The 1,000 Greatest Films of All Time: No. 3

3. 2001: A Space Odyssey


1968, UK/USA D: Stanley Kubrick

The first time I saw Stanley Kubrick’s masterpiece was the ideal way to first encounter it: it was in a theater, I was 12 years old, and I had no idea what it was about. Of course, after I exited the theater, I still had no idea what it was about. But I knew that I had just experienced something that would forever change not only the way I viewed cinema, but the way I viewed reality. There’s a very short list of movies that can do that.

We have to remember that when 2001 was first released, we hadn’t even landed on the moon yet. There were no computer graphics to astound us. Kubrick’s vision of space in the near future was mind-bogglingly realistic and immediate. But it went further than that. God, did it go further than that!

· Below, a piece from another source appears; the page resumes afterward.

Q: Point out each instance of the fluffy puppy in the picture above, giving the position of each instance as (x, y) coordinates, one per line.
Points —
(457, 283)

First of all, the whole first section of the movie was about grunting ape-men. What was with that? And what was that huge object that suddenly appeared among them? Next thing you know, we’ve flashed to the future and they’ve discovered the same damn thing on the moon. What the . . .?

And the ending? What was happening here? Yes, it was mind-blowing and colorful. This was a trip I never even got on drugs. And he ends up in a room eating dinner?

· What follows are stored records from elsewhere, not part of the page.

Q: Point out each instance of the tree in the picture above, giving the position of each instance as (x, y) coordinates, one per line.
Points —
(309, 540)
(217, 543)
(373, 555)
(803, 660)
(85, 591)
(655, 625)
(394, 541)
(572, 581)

Kubrick’s co-writer, Arthur C. Clarke wanted to clear up what Kubrick wanted to keep oblique, and when I read his novelization of the film, it answered a lot of questions I had, but it destroyed some of the mystery. I truly wish I had never read it and would have been forced to puzzle the whole thing out for myself - the movie had so much more power when I only had Kubrick’s images to chart my course.

But that doesn’t mean the film is no longer enigmatic! Kubrick’s silence of space is like the silence of God. At the end, when the earth is seen next to the giant embryo, and we hear Also Sprach Zarathustra one last time, is this a celebration of our infinite potential for evolution? Or is it a cynical portrait of determinism and cosmic meaninglessness? Believe me, I’ve read plenty of articles over the years arguing both ways. And there’s no way Kubrick was going to add a word of explanation.

I could go on forever about the devastating power of the imagery. That’s all obvious. Anyone who’s ever seen the film knows all about that. (And it all still holds up!) If that’s all the movie were, it would still be one of the greatest landmarks in cinematic history.

No, what truly gives the movie its endless power is its eerie emptiness, its matter-of-fact acceptance of the extraordinary. It’s so strange to watch the dull, banal humans utterly unaffected by this miraculous universe - and their own presence in it - while you sit there in shock and reverent awe.

It took me a long time to realize it, but the real center of the film is HAL. This computer, this marvel of artificial intelligence just may be superior to us, and therefore just may have the right to succeed us on our evolutionary path. That is the cold and scary truth.

2001: A Space Odyssey is the one movie you can put right up there next to the pyramids and the Sphinx as one of the great, mind-bending achievements of humankind. In short, it’s a monolith.